3.26.10 Fit for a King
There are so many different possibilities for risotto: with saffron for a classic Milanese; with the first peas and asparagus of spring; with pureed squash stirred in; with porcini; and on and on. The recipe, below, is inspired by the Italian master chef Nino Bergese, whose Riso Mantecato is decadent with butter and requires absolutely no stirring at all. I've called my version Risotto da Re (The King's Risotto), because it's fit for royalty: unctuous, luxurious and taken to new heights with a spoonful of rich meat stock ladled on top. It was selected as an Editor's Pick on Food52, an honor of which I do not tire.

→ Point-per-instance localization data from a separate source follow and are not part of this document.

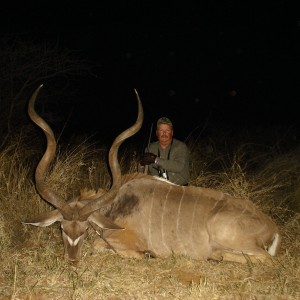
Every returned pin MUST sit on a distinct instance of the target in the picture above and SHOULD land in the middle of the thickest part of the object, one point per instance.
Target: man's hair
(164, 120)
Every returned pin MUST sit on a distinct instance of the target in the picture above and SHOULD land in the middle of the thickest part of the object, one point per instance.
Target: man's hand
(148, 159)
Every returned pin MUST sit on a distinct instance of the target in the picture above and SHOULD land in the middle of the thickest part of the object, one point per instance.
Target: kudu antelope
(148, 215)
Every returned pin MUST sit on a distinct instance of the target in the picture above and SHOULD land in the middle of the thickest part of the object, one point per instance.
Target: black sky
(233, 64)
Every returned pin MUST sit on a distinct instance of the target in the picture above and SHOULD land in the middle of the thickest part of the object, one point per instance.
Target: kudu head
(77, 215)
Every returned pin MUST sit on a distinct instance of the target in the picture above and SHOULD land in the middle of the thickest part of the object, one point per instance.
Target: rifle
(148, 150)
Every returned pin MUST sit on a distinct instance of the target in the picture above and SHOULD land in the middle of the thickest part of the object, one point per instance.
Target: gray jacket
(175, 159)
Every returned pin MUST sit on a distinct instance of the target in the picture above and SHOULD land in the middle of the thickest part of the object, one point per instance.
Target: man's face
(164, 134)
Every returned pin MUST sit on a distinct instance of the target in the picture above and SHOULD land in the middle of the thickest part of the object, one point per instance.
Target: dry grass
(32, 266)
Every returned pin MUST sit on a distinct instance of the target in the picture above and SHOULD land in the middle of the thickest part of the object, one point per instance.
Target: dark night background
(227, 65)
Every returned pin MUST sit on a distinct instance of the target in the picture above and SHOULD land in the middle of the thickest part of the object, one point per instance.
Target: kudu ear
(103, 222)
(46, 219)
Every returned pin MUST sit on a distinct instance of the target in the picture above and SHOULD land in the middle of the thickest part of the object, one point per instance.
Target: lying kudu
(158, 217)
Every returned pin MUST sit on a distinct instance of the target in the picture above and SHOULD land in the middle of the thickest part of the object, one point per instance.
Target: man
(168, 157)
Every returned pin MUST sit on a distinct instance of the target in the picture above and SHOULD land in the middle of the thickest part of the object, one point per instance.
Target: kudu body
(158, 217)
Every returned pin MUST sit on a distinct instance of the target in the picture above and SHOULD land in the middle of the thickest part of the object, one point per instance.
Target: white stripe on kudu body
(144, 214)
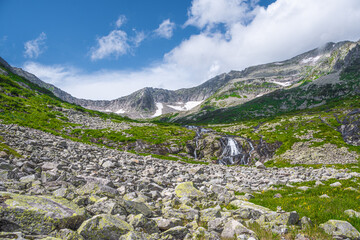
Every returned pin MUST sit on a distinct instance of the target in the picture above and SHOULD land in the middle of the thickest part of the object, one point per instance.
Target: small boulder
(104, 226)
(166, 224)
(187, 189)
(340, 229)
(139, 222)
(39, 214)
(351, 213)
(175, 233)
(336, 184)
(259, 165)
(234, 228)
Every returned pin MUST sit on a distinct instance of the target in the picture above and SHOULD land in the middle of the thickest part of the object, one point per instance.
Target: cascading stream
(231, 152)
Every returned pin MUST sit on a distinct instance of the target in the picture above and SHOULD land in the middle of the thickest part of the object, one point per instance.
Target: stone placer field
(70, 190)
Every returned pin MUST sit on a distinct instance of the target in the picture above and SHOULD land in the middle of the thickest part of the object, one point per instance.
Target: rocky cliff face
(225, 90)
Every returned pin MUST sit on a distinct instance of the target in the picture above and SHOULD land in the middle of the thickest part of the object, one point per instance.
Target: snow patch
(186, 106)
(311, 59)
(179, 108)
(284, 84)
(159, 107)
(120, 111)
(191, 104)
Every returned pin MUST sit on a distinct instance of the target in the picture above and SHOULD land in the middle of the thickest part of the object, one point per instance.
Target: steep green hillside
(342, 83)
(26, 104)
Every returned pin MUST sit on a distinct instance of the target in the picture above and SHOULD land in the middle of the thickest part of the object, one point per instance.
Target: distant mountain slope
(144, 103)
(306, 81)
(229, 90)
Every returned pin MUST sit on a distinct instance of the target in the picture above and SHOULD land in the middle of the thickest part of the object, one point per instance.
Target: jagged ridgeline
(272, 112)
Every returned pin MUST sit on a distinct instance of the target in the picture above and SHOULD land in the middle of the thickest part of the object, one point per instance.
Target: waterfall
(198, 131)
(230, 152)
(233, 153)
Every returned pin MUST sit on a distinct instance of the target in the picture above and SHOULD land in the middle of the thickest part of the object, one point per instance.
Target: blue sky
(108, 49)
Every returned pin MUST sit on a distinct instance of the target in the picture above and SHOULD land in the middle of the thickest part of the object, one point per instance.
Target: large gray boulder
(235, 229)
(104, 226)
(340, 229)
(38, 214)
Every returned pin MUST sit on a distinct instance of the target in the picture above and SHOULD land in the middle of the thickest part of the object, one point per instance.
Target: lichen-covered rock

Risotto da Re (The King's Risotto) with Rich Meat Stock
- — 2 tablespoons butter, plus 1/2 cup, plus 2 teaspoons, divided
- — 2 tablespoons olive oil
- — 1 large shallot, sliced thin
- — 4 cups vegetable stock
- — 1/3 cup rich meat stock (recipe follows)
- — 1 1/2 cups Acquerello carnaroli rice (or other risotto rice)
- — 3/4 cup dry white wine
- — 1/2 cup freshly grated Parmesan
In a deep pan, melt 2 tablespoons butter with olive oil over low heat. Add the shallot and cook until golden and soft, about 20 minutes. Remove shallot with slotted spoon and puree in food processor until smooth.
Meanwhile, in two separate saucepans, heat vegetable stock and meat stock, maintaining just below a boil. Stir 2 teaspoons of butter into the meat stock.
Return shallot puree to pan, add rice and raise heat to medium. Stir rice well to coat and sauté for about 4 minutes, then add wine. When it's incorporated, begin adding hot vegetable stock in quarter-cup increments, gently stirring, and only adding more when it's been fully absorbed. The grains of rice will begin to swell.
Start tasting after you've incorporated 2-3 cups (you probably won't need more than 3). When finished, the risotto should retain an "al dente" texture with plump, individual grains. At this point, stir in the 1/2 cup butter and Parmesan.
To serve, plate risotto and create a small well in the center of each mound to hold a couple of spoonfuls of the hot meat stock.
makes about 8 cups
- — 4 pounds pastured beef marrow bones, knuckle bones
- — 1/2 cup cider vinegar
- — 1 large onion, skin on, quartered
- — 2 carrots, sliced
- — 1 leek, white & pale green only, cleaned and sliced
- — 2 celery stalks, sliced
- — 3 pounds meaty rib or neck bones
- — 2 tablespoons tomato paste
- — 5 cloves garlic
- — 2 bay leaves
- — 3 sprigs thyme
- — 1/2 teaspoon green peppercorns, crushed
- — 1 bunch Italian parsley
Place the knuckle and marrow bones in a very large pot with vinegar and cover with water. Let stand for 1 hour.
Meanwhile, place the meaty bones in a roasting pan and brown at 350º in the oven. When well browned, add to the pot along with the vegetables. Pour the fat out of the roasting pan, add cold water to the pan, set over a high flame and bring to a boil, stirring with a wooden spoon to loosen coagulated juices. Add this liquid to the pot. Add additional water if necessary, to cover the bones; but the liquid should come no higher than within one inch of the rim of the pot, as the volume expands slightly during cooking. Bring to a boil. Skim scum as it rises to the surface. When scum no longer rises to the surface, reduce heat and add the thyme and crushed peppercorns.
Cook stock at a very lazy simmer for at least 12 and as long as 72 hours. Just before finishing, add the parsley and simmer another 10 minutes.
You will now have a pot of rather repulsive-looking brown liquid containing globs of gelatinous and fatty material. Don't despair! After straining, you will have a delicious and nourishing clear broth.
Remove bones with tongs or slotted spoon. Strain the stock into a large bowl. Let cool, then refrigerate and remove the congealed fat that rises to the top. Transfer stock to smaller containers and refrigerate, or freeze for long-term storage.